Microbiologically influenced corrosion of maritime platforms

A considerable amount of research has been performed to determine the effects of destructive biofilms formed on metallic systems, most of which have been in the oil and gas, and energy industries. Although in more recent years there has been an increased interest in an effective means of detecting, monitoring, and preventing corrosion an understanding of the microbial community consortium in association with MIC is still lacking. Consequently, the identities of the bacterial consortia involved in the reactions are not fully known, which can impede the formulation of a targeted mitigation strategy for such issues. To be able to contribute to the future of anti-corrosion strategies of maritime platforms this Ph.D. programme will replicate the polymicrobial community identified at field sites, using culture-independent techniques, to develop an understanding of the bacterial consortia which could form problematic biofilms on maritime platforms for BAE systems.

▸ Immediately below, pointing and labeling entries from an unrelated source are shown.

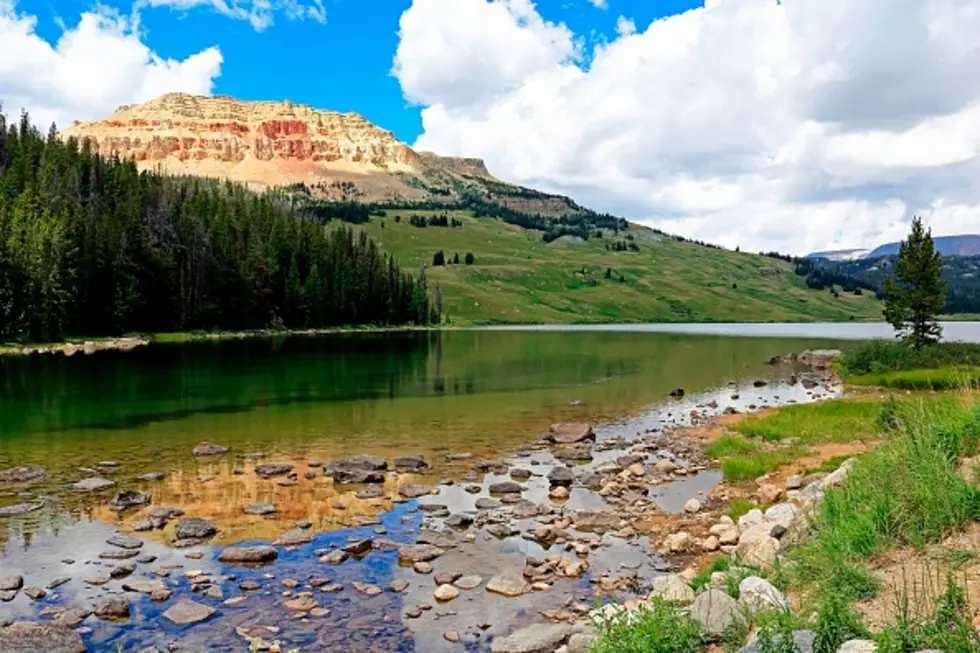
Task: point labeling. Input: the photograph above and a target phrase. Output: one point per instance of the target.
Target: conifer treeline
(91, 246)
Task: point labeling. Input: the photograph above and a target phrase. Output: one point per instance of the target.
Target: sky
(790, 125)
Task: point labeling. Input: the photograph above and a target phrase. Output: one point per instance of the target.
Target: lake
(304, 401)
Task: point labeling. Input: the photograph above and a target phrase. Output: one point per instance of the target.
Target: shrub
(659, 628)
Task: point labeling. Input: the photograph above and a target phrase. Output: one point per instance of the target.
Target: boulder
(759, 595)
(536, 638)
(128, 499)
(187, 612)
(672, 588)
(270, 470)
(93, 484)
(508, 584)
(570, 433)
(506, 487)
(208, 449)
(113, 608)
(248, 555)
(194, 528)
(21, 474)
(259, 509)
(413, 463)
(30, 637)
(717, 612)
(561, 476)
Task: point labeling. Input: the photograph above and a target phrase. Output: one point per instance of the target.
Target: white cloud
(94, 67)
(260, 13)
(794, 125)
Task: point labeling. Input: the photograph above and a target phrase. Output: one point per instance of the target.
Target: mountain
(537, 257)
(337, 156)
(966, 245)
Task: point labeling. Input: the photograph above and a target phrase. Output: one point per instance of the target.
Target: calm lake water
(311, 400)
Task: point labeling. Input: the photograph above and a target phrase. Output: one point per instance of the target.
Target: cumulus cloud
(794, 125)
(91, 69)
(260, 13)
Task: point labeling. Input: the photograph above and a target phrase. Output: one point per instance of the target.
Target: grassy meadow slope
(517, 278)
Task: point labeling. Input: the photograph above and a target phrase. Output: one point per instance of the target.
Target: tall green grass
(908, 491)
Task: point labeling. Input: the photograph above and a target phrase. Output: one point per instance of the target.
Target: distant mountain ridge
(962, 245)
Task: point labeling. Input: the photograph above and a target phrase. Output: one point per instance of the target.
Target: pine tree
(917, 293)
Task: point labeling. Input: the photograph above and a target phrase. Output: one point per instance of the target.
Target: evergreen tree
(917, 293)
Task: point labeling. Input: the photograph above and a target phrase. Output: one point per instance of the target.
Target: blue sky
(343, 64)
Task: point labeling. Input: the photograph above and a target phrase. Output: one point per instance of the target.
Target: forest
(90, 246)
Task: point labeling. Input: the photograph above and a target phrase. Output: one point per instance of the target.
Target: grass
(659, 628)
(840, 420)
(879, 356)
(907, 491)
(517, 278)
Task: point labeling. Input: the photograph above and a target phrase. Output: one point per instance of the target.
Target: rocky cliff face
(267, 143)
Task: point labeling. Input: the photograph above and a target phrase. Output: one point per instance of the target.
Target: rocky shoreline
(476, 561)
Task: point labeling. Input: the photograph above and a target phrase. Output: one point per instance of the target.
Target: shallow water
(303, 401)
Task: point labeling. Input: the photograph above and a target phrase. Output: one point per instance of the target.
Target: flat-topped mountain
(340, 156)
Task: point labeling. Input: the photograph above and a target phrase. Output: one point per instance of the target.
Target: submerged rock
(21, 474)
(30, 637)
(208, 449)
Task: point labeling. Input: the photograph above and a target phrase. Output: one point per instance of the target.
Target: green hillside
(518, 278)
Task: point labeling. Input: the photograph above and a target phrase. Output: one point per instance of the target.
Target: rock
(419, 553)
(113, 608)
(21, 474)
(186, 612)
(672, 589)
(561, 476)
(414, 463)
(301, 604)
(35, 593)
(208, 449)
(259, 509)
(270, 470)
(716, 612)
(759, 595)
(858, 646)
(803, 641)
(505, 487)
(128, 499)
(665, 466)
(415, 490)
(125, 541)
(678, 542)
(570, 433)
(19, 509)
(123, 570)
(248, 555)
(759, 551)
(508, 584)
(334, 557)
(194, 528)
(468, 582)
(367, 589)
(446, 592)
(30, 637)
(460, 520)
(144, 586)
(536, 638)
(294, 537)
(769, 493)
(93, 484)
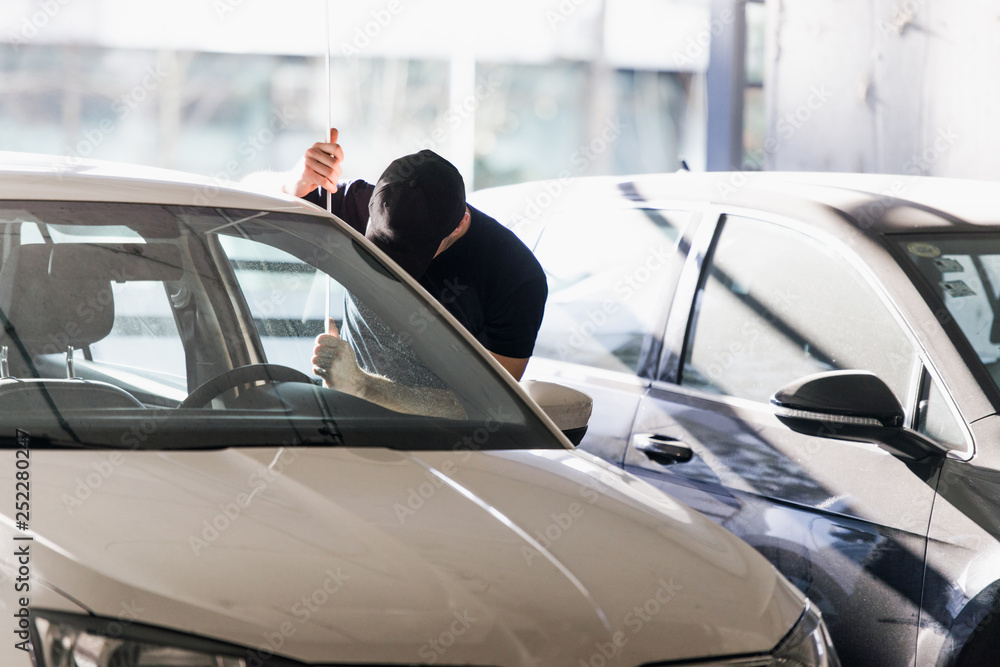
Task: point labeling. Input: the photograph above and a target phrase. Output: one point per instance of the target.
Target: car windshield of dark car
(964, 271)
(151, 326)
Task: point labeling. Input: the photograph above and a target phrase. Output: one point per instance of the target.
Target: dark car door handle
(662, 449)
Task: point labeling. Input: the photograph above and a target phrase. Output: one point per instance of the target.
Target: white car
(179, 491)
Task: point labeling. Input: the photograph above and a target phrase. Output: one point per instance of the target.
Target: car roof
(882, 203)
(30, 176)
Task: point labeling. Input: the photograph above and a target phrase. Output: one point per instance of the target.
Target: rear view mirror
(850, 405)
(568, 408)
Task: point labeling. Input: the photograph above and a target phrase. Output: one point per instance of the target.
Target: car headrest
(50, 300)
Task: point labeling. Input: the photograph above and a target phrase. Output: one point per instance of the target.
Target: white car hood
(353, 555)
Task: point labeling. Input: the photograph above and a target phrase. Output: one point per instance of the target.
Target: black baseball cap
(417, 202)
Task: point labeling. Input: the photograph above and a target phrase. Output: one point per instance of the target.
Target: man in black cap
(417, 214)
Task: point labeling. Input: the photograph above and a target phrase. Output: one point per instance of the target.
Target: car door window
(607, 271)
(144, 344)
(936, 419)
(777, 305)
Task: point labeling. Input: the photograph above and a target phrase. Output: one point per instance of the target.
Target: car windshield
(964, 271)
(160, 327)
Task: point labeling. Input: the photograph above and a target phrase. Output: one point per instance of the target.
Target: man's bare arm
(334, 361)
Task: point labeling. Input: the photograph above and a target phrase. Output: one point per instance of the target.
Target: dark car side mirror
(850, 405)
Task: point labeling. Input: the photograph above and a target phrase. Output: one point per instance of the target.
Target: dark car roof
(882, 203)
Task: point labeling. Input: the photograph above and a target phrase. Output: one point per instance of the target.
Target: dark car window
(777, 305)
(963, 270)
(606, 270)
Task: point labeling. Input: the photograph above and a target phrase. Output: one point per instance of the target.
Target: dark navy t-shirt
(488, 279)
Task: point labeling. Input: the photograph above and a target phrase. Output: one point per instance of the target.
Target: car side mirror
(850, 405)
(568, 408)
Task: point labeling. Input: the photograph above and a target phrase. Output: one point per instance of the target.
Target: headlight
(808, 644)
(71, 640)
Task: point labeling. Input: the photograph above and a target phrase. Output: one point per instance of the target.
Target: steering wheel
(235, 377)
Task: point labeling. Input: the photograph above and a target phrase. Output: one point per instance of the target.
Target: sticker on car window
(957, 288)
(948, 265)
(921, 249)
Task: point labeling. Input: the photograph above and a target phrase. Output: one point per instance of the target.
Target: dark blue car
(810, 360)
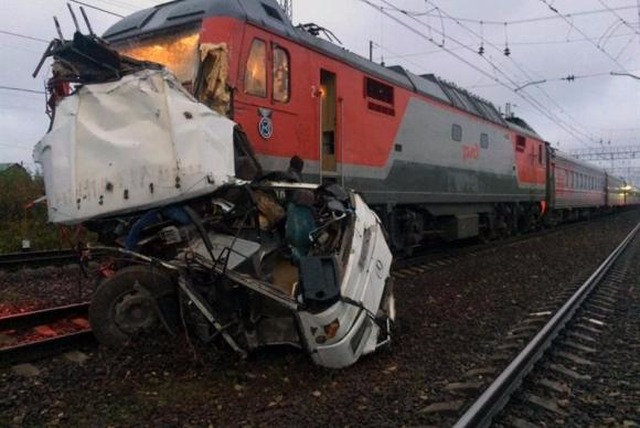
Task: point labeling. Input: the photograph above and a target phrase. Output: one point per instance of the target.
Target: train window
(484, 140)
(280, 75)
(378, 91)
(272, 12)
(456, 132)
(540, 154)
(176, 50)
(255, 77)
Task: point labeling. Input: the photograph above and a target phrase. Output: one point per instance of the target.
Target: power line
(13, 88)
(532, 81)
(604, 51)
(24, 36)
(530, 43)
(532, 101)
(618, 16)
(530, 20)
(90, 6)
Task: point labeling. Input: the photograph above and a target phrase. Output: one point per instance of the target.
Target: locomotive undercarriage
(410, 226)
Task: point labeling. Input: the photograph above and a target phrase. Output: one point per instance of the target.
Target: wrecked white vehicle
(205, 240)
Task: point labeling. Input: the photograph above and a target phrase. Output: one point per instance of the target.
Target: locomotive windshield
(176, 50)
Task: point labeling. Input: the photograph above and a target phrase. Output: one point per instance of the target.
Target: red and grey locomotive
(430, 157)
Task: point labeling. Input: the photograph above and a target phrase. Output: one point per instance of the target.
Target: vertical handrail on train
(320, 139)
(341, 139)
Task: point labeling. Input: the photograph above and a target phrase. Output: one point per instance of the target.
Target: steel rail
(14, 261)
(493, 399)
(43, 316)
(31, 351)
(46, 347)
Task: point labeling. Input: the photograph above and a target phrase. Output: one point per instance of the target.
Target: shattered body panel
(135, 143)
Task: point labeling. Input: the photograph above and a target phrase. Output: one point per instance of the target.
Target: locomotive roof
(268, 14)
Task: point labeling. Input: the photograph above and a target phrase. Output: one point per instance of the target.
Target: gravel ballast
(449, 322)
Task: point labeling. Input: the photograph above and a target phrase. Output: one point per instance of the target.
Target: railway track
(39, 334)
(570, 327)
(34, 259)
(446, 255)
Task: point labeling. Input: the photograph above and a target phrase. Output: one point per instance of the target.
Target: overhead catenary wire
(623, 21)
(533, 20)
(599, 48)
(511, 84)
(533, 81)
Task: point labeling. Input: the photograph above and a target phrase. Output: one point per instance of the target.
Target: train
(431, 158)
(176, 145)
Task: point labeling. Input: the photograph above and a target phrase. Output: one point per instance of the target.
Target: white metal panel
(135, 143)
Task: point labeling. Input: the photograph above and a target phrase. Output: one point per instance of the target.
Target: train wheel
(128, 305)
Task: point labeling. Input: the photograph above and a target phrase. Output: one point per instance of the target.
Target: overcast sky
(433, 36)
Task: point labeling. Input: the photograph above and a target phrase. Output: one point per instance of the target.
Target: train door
(550, 176)
(328, 125)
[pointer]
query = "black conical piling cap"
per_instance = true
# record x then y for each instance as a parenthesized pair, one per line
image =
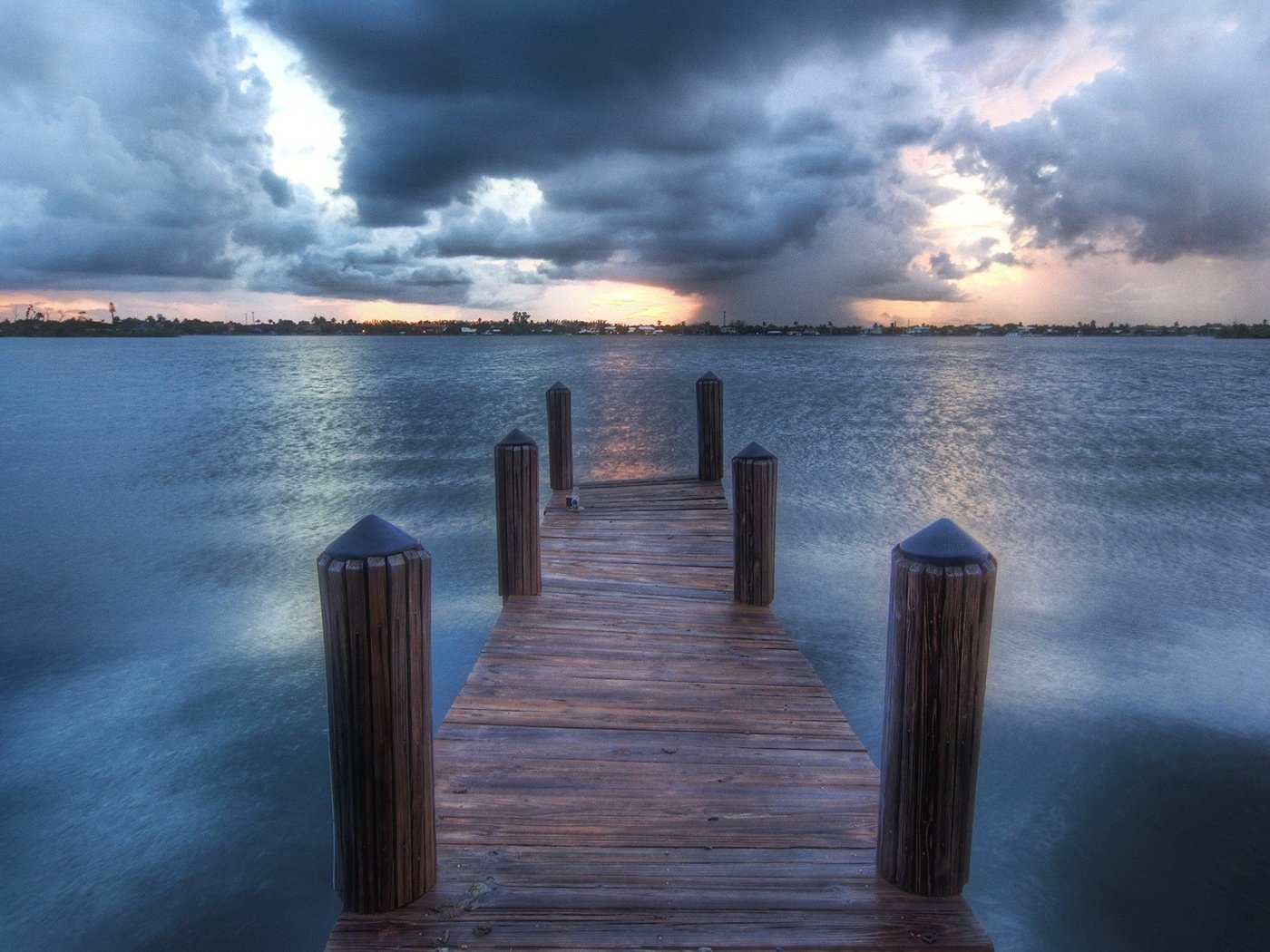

The proposed work will be separated into three stages and the objectives associated with each of these are as follows:

Characterise corrosive biofilms found at selected docks, used by BAE systems for maritime platform storage and maintenance, to identify and isolate key microorganisms involved in biofilm activities
Construct synthetic laboratory consortia to replicate the different communities identified from maritime platforms
Use the synthetic community to define the roles of different bacteria in those biofilms enabling an understanding of how microbiologically influenced corrosion (MIC) associated with them might be controlled
Techniques for studying individual microorganisms in the laboratory are well established and advancements in technologies now enable culture-independent characterisation of complex polymicrobial systems at the DNA level, removing the bias of which organisms are easiest to grow in isolation in the laboratory. More recently, progress has been made in several areas of microbiology by combining these two techniques, to construct artificial consortia in the laboratory that can be used to probe the roles of the individual members and to observe how the composition of the consortium changes with time and environmental stresses. Biofilm samples will be taken from sites of interest and total DNA will be prepared and used for barcoded 16S rRNA gene-specific PCR followed by next generation DNA sequencing to determine the bacterial species composition in the biofilms. This information will be used to inform enrichment experiments to isolate representatives of key groups of microorganisms from the biofilm samples. Wherever possible the isolates will correspond to the major players in the original biofilms, though even where this is not possible (because dominant organisms in complex polymicrobial communities in the environment often do not grow easily in laboratory media), representatives of the key functional groups will be obtained.
This will allow subsequent experiments with artificially constructed communities of microorganisms in the laboratory, which will allow the effects of various corrosion promoting and corrosion inhibiting microorganisms to be studied in various combinations in a flow cell system that will allow observations to be made by electrochemical methods. The results are expected to inform future anti-corrosion strategies, including use of non-biocidal agents to modify biofilm behaviour and development of functional coatings containing key anticorrosion/ antifouling microorganisms.